Bo knew something was up the moment she walked in the door, Lauren came to greet her at the door, something she almost never did, she looked past her wife to see Kenzi sitting next to Nate on the couch looking so small. Bo started to panic, she knew something was wrong, Kenzi had tears in her eyes, but were those, yes, those were happy tears. Bo found herself able to breathe again, Kenzi was happy, so what was-

"Bo, I'm pregnant," that was it, no lead-in, simple. Kenzi's voice sounded small and far away, Bo had known she was still talking, but words no longer had meaning. Lauren squeezed her hand and brought her out of her shock. Bo took Kenzi in her arms and congratulated her, then proceeded to suffer through the world's most awkward dinner with the happy couple and her wife, drinking way to much wine and passing out on the couch during the eleven o'clock news. Kenzi and Nate had left right after dinner and Lauren was exhausted after spending 14 hours in the lab so Bo had been left alone. Half-way through her second bottle, Lauren's going to be pissed when she finds out I drank that good port, Bo's thoughts drifted to her mother. She wondered if she ever felt like this, this alone. Bo knew it wasn't rational, she had tons of friends at work, and she had Lauren, so why was she feeling this way, further why was she still feeling it long after she had sobered up?

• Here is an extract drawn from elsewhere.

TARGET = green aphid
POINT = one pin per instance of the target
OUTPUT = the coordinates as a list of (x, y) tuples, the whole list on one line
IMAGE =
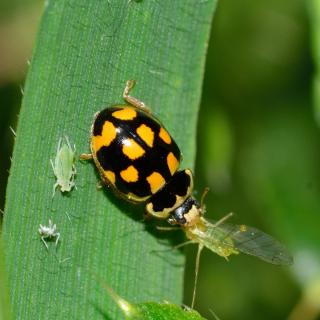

"Enough of this," the sound of her voice startled her, but Bo was resolved, it was the shock of everything, that's all. She gazed out across the rink, her eyes locked on a group of teenagers playing 3-bar, taking a couple of cocky punks down a few pegs always put her in good mood. She took another swallow of water then leaned over the bench to grab her gloves and stick. She smiled brightly as she skated over to who she presumed was the leader, "I'll play the winner."